New symptoms

Yes I am on 16mg TDS betahistine. It has stopped the nystagmus and ondansatron has saved me nausea and vomiting wise. I would like to try a diuretic next however my gp won’t prescribe it so going to see a different one tomorrow and try my luck with them. 

I am taking 16mg betahistine TDS, an anti nausea tab, when necessary and a diuretic and I still have bouts of vertigo and sickness. I know when it’s about to errupt. I get a dull ache in the back of my head, then my eyes start to spin. Everything is moving! I also feel as though my head is going to drop off my neck! This can last for 10 mins. to over an hour. Driving  in the car yesterday in the flickering sunlight started an episode.

But this is not the same as absolute sudden onset  of spinning when I have keeled over.

I fell so rapidly and heavily  against the bathroom door that I knocked it off it’s hinges!

This is what I am afraid of, that if I am on my own outside,I could fall into the path of traffic.

I won’t go out without someone being with me.

hi sarah I take 24mg a day of betahistine  which helps me but I still feel like iam on a boat swaying all the time don't think you are on your own sarah there is quite a few of us here to talk to hope all goes well just a quick note it does take a few good weeks to get the tablets working on us love try not to change to much medicines at one time good luck sarah

 

Thanks, the facial numbeness has returned with some ear fullness. 

Do you have vertigo or nystagmus on that?

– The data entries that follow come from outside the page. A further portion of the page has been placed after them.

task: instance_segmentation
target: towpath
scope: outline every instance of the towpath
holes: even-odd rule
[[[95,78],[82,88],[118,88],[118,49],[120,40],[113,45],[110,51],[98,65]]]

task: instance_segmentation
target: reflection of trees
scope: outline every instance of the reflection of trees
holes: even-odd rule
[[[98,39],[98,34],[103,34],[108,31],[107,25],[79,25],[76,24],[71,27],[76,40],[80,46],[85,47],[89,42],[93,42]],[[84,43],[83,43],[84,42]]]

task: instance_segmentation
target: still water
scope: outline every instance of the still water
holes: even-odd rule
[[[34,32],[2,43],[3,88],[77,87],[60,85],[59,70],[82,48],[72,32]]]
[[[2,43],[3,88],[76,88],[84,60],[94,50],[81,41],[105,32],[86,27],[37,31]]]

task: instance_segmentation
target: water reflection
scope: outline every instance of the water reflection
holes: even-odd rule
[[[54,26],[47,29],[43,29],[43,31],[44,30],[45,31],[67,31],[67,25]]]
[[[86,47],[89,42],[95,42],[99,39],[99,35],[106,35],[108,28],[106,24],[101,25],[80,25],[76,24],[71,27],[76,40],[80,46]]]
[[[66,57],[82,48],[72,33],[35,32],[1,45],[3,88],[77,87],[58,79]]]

I’m on week 7 now, had enough already. I can’t afford to lose my job, and being a single parent too makes this distressing for my daughter too. It’s all on the verge of falling apart 

I’m sorry you still get the nystagmus. 

That’s the thing I am most grateful not to be experiencing anymore (touch wood). 

I am keen to try the diuretic at least. 

Yesterday was a whole new experience for me, was horrible 

1) That sounds like a 'drop attack'. I am convinced you need to raise the dose of betahistine significantly until your symptoms are fully under control.

2) Should you be driving whilst not fully controlled??

Hello, no this isn’t a drop attack. I had one of those when hanging washing on the line, just dropped, no dizziness or spinning, no warning. Cracked the back of my head on the garden path and landed up in A and E and a glued head.

The episode I had was a so severe bout of spinning that I just fell to one side.Ive had a few of these but thankfully not regularly. I have vertigo and sickness bouts every day!

I wasn’t driving, luckily, I was a passenger. I don’t drive.

Yeah unfortunately I don’t see my consultant until September, however a consultant I worked with while doing my training has agreed to try and help me out after sending him a message begging him for help. 

I’ve not had an MRI yet, I can only imagine it’s very very uncomfortable what with all the noise 

I just had an MRI 2 weeks ago.  It was very loud, but it did not worsen any of my symptoms.  The MRI did not show anything abnormal.  Part of me is happy about that, but part of me is sad also bc I was hoping for more answers.   That being said, two different doctors have now concluded that I have classic Ménière’s and that I need to best manage it with a strict healthy diet, low salt, no caffeine or alcohol, and drink plenty of water.   I have recently started drinking something called ‘snake juice’.  You can search for it on YouTube.  It has made my tinnitus almost completely gone!!   The basic ingredients are water, apple cider vinegar, No Salt (found in the spices aisle; it is made of potassium chloride), and lemon juice.  The recipe also calls for regular salt, but I omit that part.   I’ve been drinking it for 1.5 weeks and do feel like it is helping.

I know what you mean, I luckily have some connections and I’m seeing a consultant tomorrow who is going to pull some strings for me and get some testing done. 

I’m quite keen to have an mri as Just the relief of it being nothing more serious would be welcomed. 

I’ve not had caffeine for about 4 years already and no alcohol for 3. 

The low salt, I’ve not looked into yet but looking up recipes etc to try to get on track with it. 

I hope we all get some answers at some stage. I will be going private soon if things don’t pick up! 

Definitely switch to a low salt diet.  Both ENT doctors told me that that is the most important change to make as salt will increase the fluid in your ear.  Try it. I think you will feel better.  Just eat more fresh foods and no fast food or processed foods.  It’s hard at first but it’s worth it to feel better.

I will definitely try. 

What should I be reducing it to? 

Thanks 

I was told to resist salt to 1500mg per day.